The causal relationship between sleep and allergic diseases can vary by study, that is, the chicken-and-egg situation. Dating back to 1992, the first study reported the relationship between habitual snoring and exercise-induced asthma [36]. Since then, several studies have attempted to explain the potential mechanism between sleep and allergic diseases [37,38,39,40,41,42].

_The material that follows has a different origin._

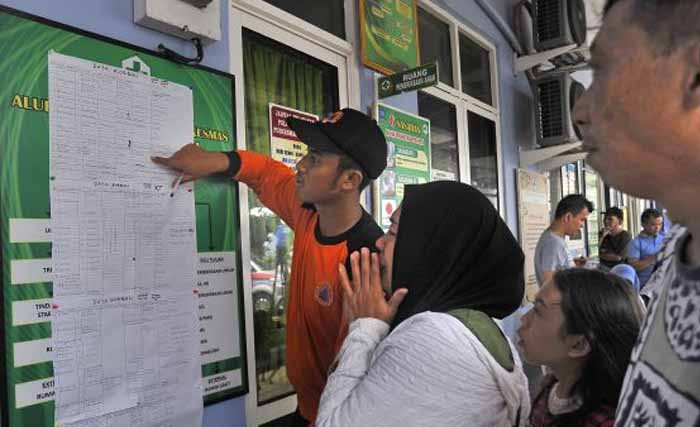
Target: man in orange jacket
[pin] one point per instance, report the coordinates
(321, 203)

Since cortisol secretion, cytokine production, and immune function were all supposed to be regulated by the circadian rhythm [37]. Night-induced anti-inflammatory cytokines such as IL-4 and IL-10 were reported to inhibit sleep, while pro-inflammatory cytokines such as IL-1β, IL-2, TNF, IFN-γ and IL-6 were suggested to promote sleep [38]. On the contrary, sleep also has an impact on the immune function. Sleep loss altered the immune response to lipopolysaccharide stimulations and susceptibility to infections [39,40,41]. In an animal model, sleep deprivation resulted in increased levels of pro-inflammatory cytokines such as IL-1β, IL-6, and IL-12, and a decreased levels of anti-inflammatory cytokines such as IL-10, which normalized after a 48-h sleep rebound [42]. Studies have shown that the level of IL-1β, IL-6, IL-17, and high sensitivity C-reactive protein increased after chronic partial sleep deprivation, and IL-1β, IL-6, TNF-α levels increased after acute sleep deprivation [40]. Through the variation of cytokine levels, the relationship between sleep disorders and allergic diseases can be bidirectional.

Limitations

A number of limitations should be noticed. Firstly, our cross-sectional study was incapable of explaining the causal links. The relationship between sleep and allergic disease could be bidirectional, and both are worth further exploration. Additionally, although our study included a large number of confounding factors of the three allergic diseases, information on drug usages were unavailable [43], which should be taken into consideration in future researches. Moreover, the results we present were according to self-reported data, however, atopic diseases were determined by the physician’s diagnosis, and sleep characteristics were based on validated questionnaires. Finally, the results were backed up by data from 10 years ago. Although there has been growing evidence recently, indicating that sleep can play a role in immune regulation, population-based study is largely lacking. Given that our study is aimed to explore the relationship between sleep characteristics and the risk of atopic diseases, rather than describing sleep characteristics and prevalence of the atopic disease, the findings could still provide some implications for further investigations. Future researches can build on our study with more biophysical and biochemical parameters of atopic diseases and more objective measurements of sleep.

Conclusions

This study is the first to explore the relationship between the full-spectrum sleep features of adolescents, including sleep duration, sleep problem and sleep hygiene, and the three core allergic diseases herein asthma, allergic rhinitis, and eczema. Generally, sleep-disordered breathing, poor sleep physiology, and non-optimal environment were associated with increased risks of all three allergic diseases. This finding provides a new perspective for that sleep may be a modifiable risk factor in the management of the allergic diseases. Regular screening and specific treatment for sleep issues are supposed to be taken into the prevention strategies of allergic diseases.